Anyway, today I finished working on a cover letter and KSC (Key Selection Criteria) for a job as a Koorie Juvenile Justice Worker. It has taken me over a week to find the right formula for both. Obviously one of the hardest I have ever had to do. But this really is a job I know suits me to a T, and one I really REALLY want.
While the pay is better than what I would be making sticking to the security industry, that isn't the reason I wanted this job. Hell if I don't get this job I will be volunteering my time to work there anyway. But the main reason I wanted this job is a personal one.
Not many know, that when I was growing up, at the age of 16 I ended up in a refuge/halfway house because I was a pretty rebellious kid. The way my life was going I was heading straight for the juvenile justice system as an offender. But thanks to the people who ran the refuge, I managed to turn my life around a bit. And now, I am an upstanding citizen of the community. Very honest and very reliable.
Whilst working security, I began to have a deep need to want to help the juveniles I was arresting, rather than just arresting them for crimes committing, and then walking away and forgetting about them. Unfortunately that industry has restricted my ability to do that in so many ways. All this brings me to today.

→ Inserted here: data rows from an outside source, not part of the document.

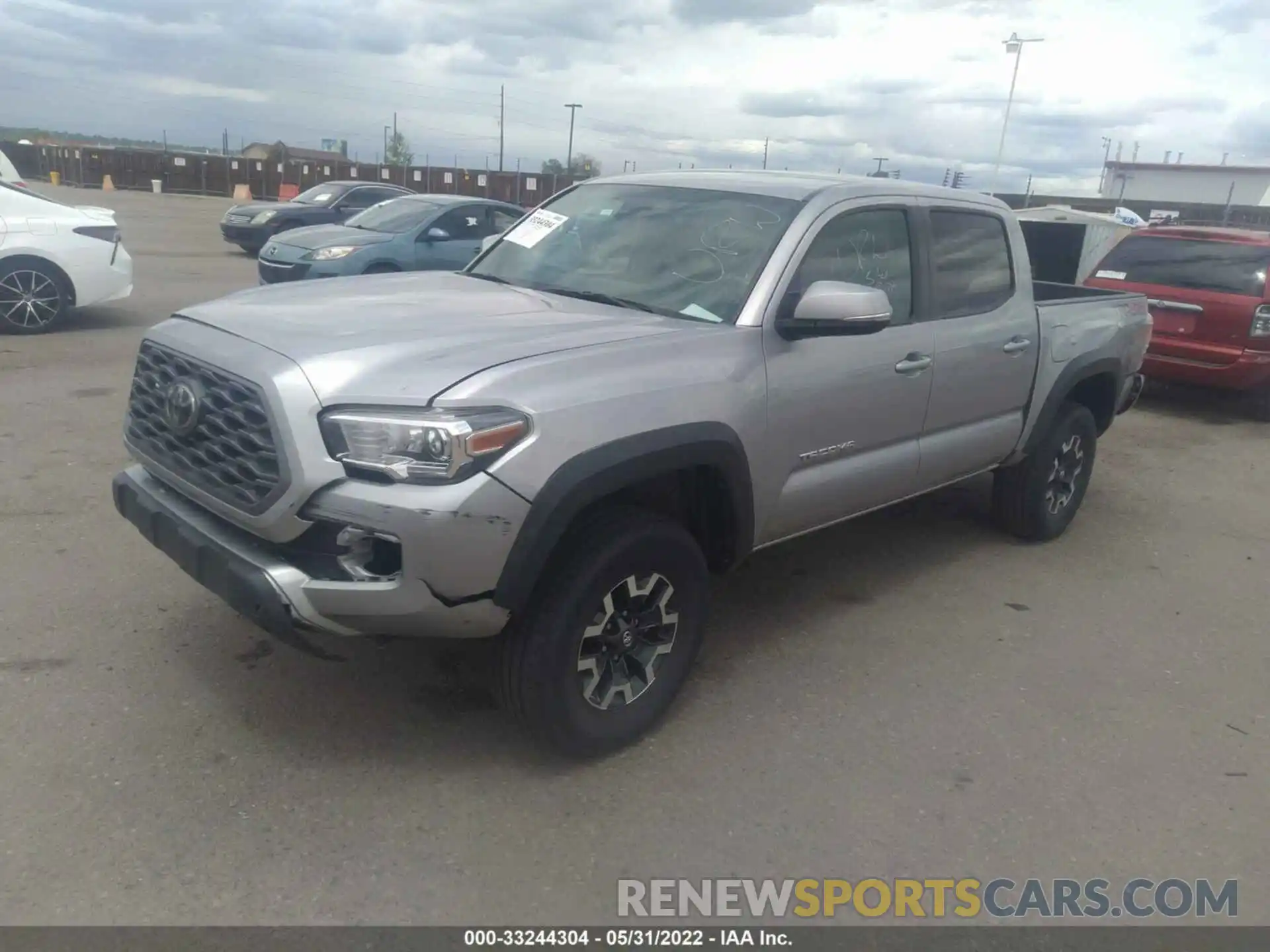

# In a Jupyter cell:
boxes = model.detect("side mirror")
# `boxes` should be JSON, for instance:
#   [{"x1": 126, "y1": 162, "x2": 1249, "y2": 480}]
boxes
[{"x1": 776, "y1": 280, "x2": 892, "y2": 340}]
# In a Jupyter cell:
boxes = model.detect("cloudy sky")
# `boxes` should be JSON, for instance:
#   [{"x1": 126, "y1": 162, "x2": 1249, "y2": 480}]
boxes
[{"x1": 0, "y1": 0, "x2": 1270, "y2": 192}]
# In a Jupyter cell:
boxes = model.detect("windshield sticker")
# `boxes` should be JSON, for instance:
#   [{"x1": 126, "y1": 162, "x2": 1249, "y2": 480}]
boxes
[
  {"x1": 679, "y1": 305, "x2": 722, "y2": 324},
  {"x1": 503, "y1": 208, "x2": 569, "y2": 247}
]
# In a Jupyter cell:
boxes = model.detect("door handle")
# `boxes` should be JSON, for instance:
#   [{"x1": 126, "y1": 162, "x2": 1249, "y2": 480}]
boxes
[{"x1": 896, "y1": 352, "x2": 935, "y2": 376}]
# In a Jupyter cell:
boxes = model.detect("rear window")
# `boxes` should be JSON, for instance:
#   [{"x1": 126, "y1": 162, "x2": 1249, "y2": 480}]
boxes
[
  {"x1": 1093, "y1": 235, "x2": 1270, "y2": 297},
  {"x1": 931, "y1": 211, "x2": 1015, "y2": 317}
]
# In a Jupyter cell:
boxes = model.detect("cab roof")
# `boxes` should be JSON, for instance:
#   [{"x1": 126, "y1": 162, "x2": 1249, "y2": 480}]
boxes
[{"x1": 581, "y1": 169, "x2": 1008, "y2": 210}]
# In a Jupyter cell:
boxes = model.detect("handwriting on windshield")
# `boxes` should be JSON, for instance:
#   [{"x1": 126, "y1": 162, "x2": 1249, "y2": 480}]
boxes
[{"x1": 671, "y1": 204, "x2": 783, "y2": 284}]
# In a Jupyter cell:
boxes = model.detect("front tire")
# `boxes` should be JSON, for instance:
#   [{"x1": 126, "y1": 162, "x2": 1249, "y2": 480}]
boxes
[
  {"x1": 992, "y1": 404, "x2": 1099, "y2": 542},
  {"x1": 0, "y1": 260, "x2": 71, "y2": 334},
  {"x1": 498, "y1": 508, "x2": 710, "y2": 756}
]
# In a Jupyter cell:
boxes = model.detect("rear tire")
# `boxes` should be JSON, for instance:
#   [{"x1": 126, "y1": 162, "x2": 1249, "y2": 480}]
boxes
[
  {"x1": 497, "y1": 506, "x2": 710, "y2": 758},
  {"x1": 992, "y1": 404, "x2": 1099, "y2": 542},
  {"x1": 0, "y1": 259, "x2": 71, "y2": 334}
]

Since moving here and joining a job network, my whole life has had a rather huge sudden change in direction. One from being just a security guard for the rest of my life, to one that is about to undertake this new job (I am thinking very positive) and beginning my Bachelor of Art in Criminology and Criminal Justice, Bachelor of Art in Indigenous Studies, and my Bachelor of Art in Security, Terrorism and Counter Terrorism. And I owe all the thanks in the world to two people. One who is no longer in my life in any capacity but does deserve a mention, and the other who is in my life now, and saw something in me only one other person ever saw in me. One of course is my ex Sapphocrat. She showed me that anything I put my mind to I can achieve with great results, and the other is actually the manager of my job network and my case worker. The first day she met me, she summed me up with in five minutes. The second time I saw her for some training I was doing under her care she told me that she felt I would be good working in the juvenile justice system, then began giving me ideas. Now three weeks on, this job shows up out of the blue with my name written all over it.
It is because of my history, I know I would be well suited to this job. Getting to help others is something I have long wanted to do. And being able to help Indigenous Australian's from ages 10 to 20 is simply awesome to me.
So seriously wish me luck, guys. This really is what I want to do. Doing the three university courses via correspondence is only me security my future, not just here in Australia, but in any part of the world I may chose to move to at a later date.